Hello there. Let's try and break this down.

1. You two have broken up so she is now a single woman and can do exactly what she wants to do. She doesn't owe you anything. She is a free woman allowed to do as she wants. Do you understand this?

2. She has informed you that she is not in love with you and doesn't want to be in a relationship with you. She has told you she is depressed and doesn't want to be in a relationship with you. She has told you she cares for you - enough to meet up to say goodbye - but not enough to stay in a relationship with you.

Whether she is lying or not lying, you two are no longer in a relationship. It is over.

3. You are moving away.
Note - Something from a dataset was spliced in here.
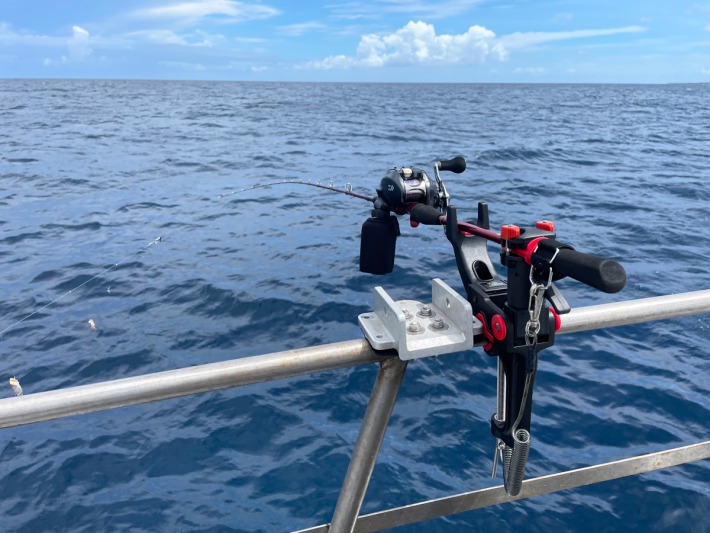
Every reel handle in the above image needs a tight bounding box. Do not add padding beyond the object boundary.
[438,156,466,174]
Are you moving away because the relationship is over or were you moving way before the relationship was over?

4. You say after four years of going out with her you were ready to propose. So you were ready to propose and she was ready to end it. How do you think you got on such different pages? One wants to marry and one wants to leave.

5. You really are suspicious of this person you claim to love. You just don't trust her. She say at times she has acted very 'shady'. Obviously not enough to end the relationship but to make you feel suspicious and still think about it. You think that her saying to you that she loves you but not in the same way is a tactic so you won't hate her. Have you considered that she has told you she is not in love you and has ended the relationship. It is over. Not a tactic but the truth.

6. You are making this about YOU. Should you stay because YOU love her (although you are no longer in a relationship) and she is the only person you know. (In four years??) Why is that? So, you will stay and constantly hound her 'as friends'? Constantly hound her why she doesn't love you? Constantly hound her if there is someone else. That would be enough to depress me. leave her alone.

7. You've basically asked her if she is with someone else and she has told you no. If she is...it is none of your business. You are now both single.

So, I know breaking up is painful but you have got to let this go and move on.